I told a friend recently that I was going to tour the Whitney Plantation near New Orleans. She replied, “Brace yourself.”

Photo by anthonyturducken
Photo by anthonyturducken

The Whitney is the first museum ever to focus solely on the facts and experience of slavery in the United States.  It is a fascinatingly idiosyncratic institution that is so unlikely to have evolved and to be succeeding.

My experience was that it managed to deliver a punch without knocking me out. Unlike most museums, you are not left to wander around on your own. You have to go on a tour with a guide who tells you the unvarnished truth of what happened here. It’s tough going and our mostly white tour group was shaken by the experience. The guide firmly dissuaded one white woman when she asked questions designed to point out that maybe being enslaved in the south wasn’t always the kidnapping and torture that it surely was. “You may be trying to comfort yourself,” the guide said.

But there is no reasonable way to comfort oneself as a white person. There is only to feel the national shame.

To the best of my ability, I let myself feel the white heat of that shame. Slavery was not my fault, but it is 2015 and I’m alive now so the legacy of slavery is my responsibility. I see only a slice of how the consequences of slavery still linger, but when I pay attention, I see more and more.

I started writing this blog three weeks ago, after the shooting in Olympia of two black youth by a white policeman. But I wrote myself into tiny knots and couldn’t finish.

What struck me at the time was the immediate pronouncement of the police chief that race was not a factor. Impossible. Race is always a factor. Me, you, the cop, the kids, the police chief—everyone is swimming in the same mighty river of our national story of racism and privilege.

And now we have South Carolina. Where even today the Confederate flag still flies high over many a public building.

It would be very easy to point to the south, to point to others, to point to shooters and haters and say “Them! They are the problem.” Black people throw their hands up “don’t shoot.” White people throw their hands up “not me.”

I’m white. I’m not throwing my hands up. I know it’s me.

I’ll confess to just a few of the ways that it’s me.

I lobbied for years to pass laws creating more and more domestic violence and sexual assault felonies and these laws created a lot of criminals and a lot of prisons. I failed to recognize the huge impact this was going to have on people of color. This is institutionalized racism.

I pay taxes in a system that funds my school better than yours. Institutionalized racism.
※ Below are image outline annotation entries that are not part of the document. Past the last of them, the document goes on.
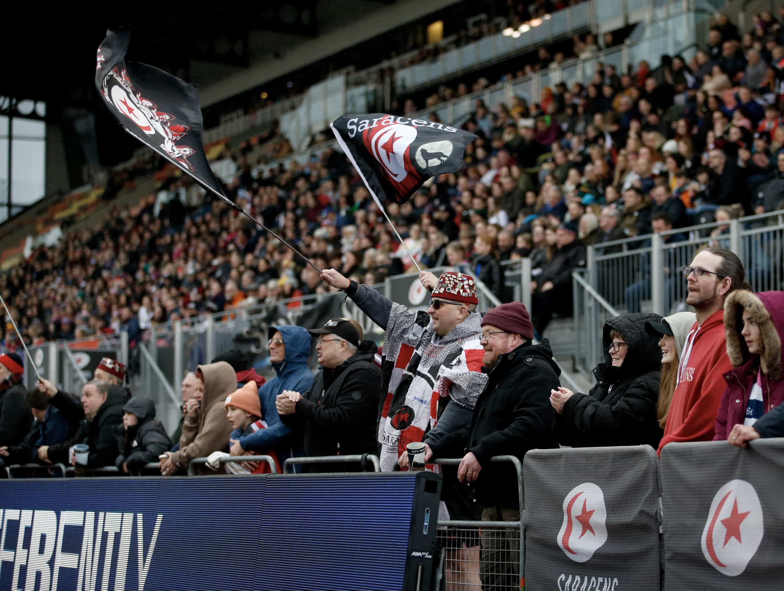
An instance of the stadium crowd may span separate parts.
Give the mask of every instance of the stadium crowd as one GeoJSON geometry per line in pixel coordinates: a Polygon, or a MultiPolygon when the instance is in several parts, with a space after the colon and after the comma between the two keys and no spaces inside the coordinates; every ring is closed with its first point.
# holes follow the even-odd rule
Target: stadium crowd
{"type": "MultiPolygon", "coordinates": [[[[743,36],[720,16],[710,45],[688,63],[666,57],[630,72],[597,63],[590,82],[543,89],[535,103],[515,97],[490,109],[477,100],[464,127],[479,139],[464,168],[388,212],[420,265],[476,273],[503,301],[499,263],[530,256],[541,335],[553,313],[569,313],[568,284],[584,247],[684,227],[698,214],[721,220],[781,207],[782,42],[769,13],[743,36]],[[724,74],[731,84],[720,90],[713,82],[724,74]]],[[[373,285],[412,267],[341,153],[255,174],[260,150],[280,143],[268,132],[224,149],[239,171],[226,187],[230,198],[320,268],[373,285]]],[[[154,156],[137,161],[110,179],[106,198],[167,171],[154,156]]],[[[36,248],[0,280],[26,339],[122,328],[135,343],[152,323],[328,288],[248,220],[187,179],[164,176],[138,206],[113,208],[101,227],[36,248]]],[[[14,352],[9,328],[2,350],[14,352]]]]}

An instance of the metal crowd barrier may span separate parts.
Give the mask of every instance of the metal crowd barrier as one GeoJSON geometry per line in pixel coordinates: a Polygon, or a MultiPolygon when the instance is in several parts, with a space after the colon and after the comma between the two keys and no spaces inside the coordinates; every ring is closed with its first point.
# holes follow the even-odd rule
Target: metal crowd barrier
{"type": "MultiPolygon", "coordinates": [[[[275,460],[269,455],[231,455],[228,458],[221,458],[219,462],[221,464],[236,463],[238,462],[266,462],[270,465],[270,471],[273,474],[278,473],[278,466],[275,466],[275,460]]],[[[196,466],[207,463],[206,458],[194,458],[188,464],[188,476],[196,476],[196,466]]]]}
{"type": "MultiPolygon", "coordinates": [[[[357,454],[356,455],[318,455],[313,458],[289,458],[283,462],[283,473],[290,474],[289,466],[303,464],[345,464],[358,462],[364,468],[369,462],[373,465],[373,472],[381,472],[381,465],[377,455],[372,454],[357,454]]],[[[364,471],[364,470],[363,470],[364,471]]]]}
{"type": "Polygon", "coordinates": [[[47,470],[49,470],[49,468],[59,468],[62,474],[65,476],[65,472],[66,472],[65,464],[63,464],[60,462],[54,464],[35,464],[35,463],[12,464],[11,466],[5,466],[5,473],[8,474],[9,478],[13,478],[13,471],[16,470],[21,470],[21,469],[41,470],[42,468],[46,468],[47,470]]]}
{"type": "MultiPolygon", "coordinates": [[[[458,466],[460,462],[459,459],[437,459],[430,463],[458,466]]],[[[520,519],[515,521],[439,520],[436,539],[444,548],[441,567],[442,585],[439,589],[524,588],[523,465],[514,455],[496,455],[490,462],[510,462],[514,466],[517,473],[520,519]]],[[[481,478],[481,474],[479,477],[481,478]]]]}

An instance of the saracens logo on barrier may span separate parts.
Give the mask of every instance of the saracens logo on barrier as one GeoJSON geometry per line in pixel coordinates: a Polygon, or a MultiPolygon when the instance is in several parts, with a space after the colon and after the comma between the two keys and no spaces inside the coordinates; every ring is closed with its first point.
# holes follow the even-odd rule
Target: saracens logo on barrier
{"type": "Polygon", "coordinates": [[[736,577],[757,553],[764,534],[762,506],[757,491],[746,480],[730,480],[710,503],[700,545],[713,568],[736,577]]]}
{"type": "Polygon", "coordinates": [[[575,562],[586,562],[607,542],[604,495],[593,482],[583,482],[569,491],[563,509],[558,546],[575,562]]]}

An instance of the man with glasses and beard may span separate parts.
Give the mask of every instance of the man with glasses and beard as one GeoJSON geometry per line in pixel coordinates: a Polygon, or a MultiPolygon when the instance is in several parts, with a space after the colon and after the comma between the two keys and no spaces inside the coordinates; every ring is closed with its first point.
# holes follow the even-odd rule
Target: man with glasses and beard
{"type": "MultiPolygon", "coordinates": [[[[550,390],[560,386],[561,368],[546,339],[532,342],[528,311],[518,302],[485,314],[483,372],[489,379],[477,401],[470,426],[426,444],[425,459],[463,455],[458,479],[466,482],[482,508],[484,521],[517,521],[517,473],[511,464],[490,463],[494,455],[516,455],[529,449],[558,447],[553,435],[550,390]]],[[[518,589],[520,540],[510,531],[480,531],[479,578],[483,589],[518,589]]]]}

I elect people who continue to support (by doing nothing) tax codes that keep black people poor and white people rich. Institutionalized racism.

It is difficult to understand the enormity of all that I have contributed to. And it would be the easiest thing for me to crawl back into bed because I feel so ashamed. Ashamed of Olympia and Charleston. Overwhelmed at the enormity of what lies ahead to undo the harm.

But the words of our Whitney Plantation guide echo in my mind: “You may be trying to comfort yourself.” These words remind and inspire me. To comfort oneself is human. To act, human too. So I’m going to drag my sorry ass to work. Today I’ll post this blog and call my legislator to ask why she isn’t passing a budget that fully funds all schools. And think about what else I am going to do. I encourage all you white people to get your sorry asses out of bed and get moving too.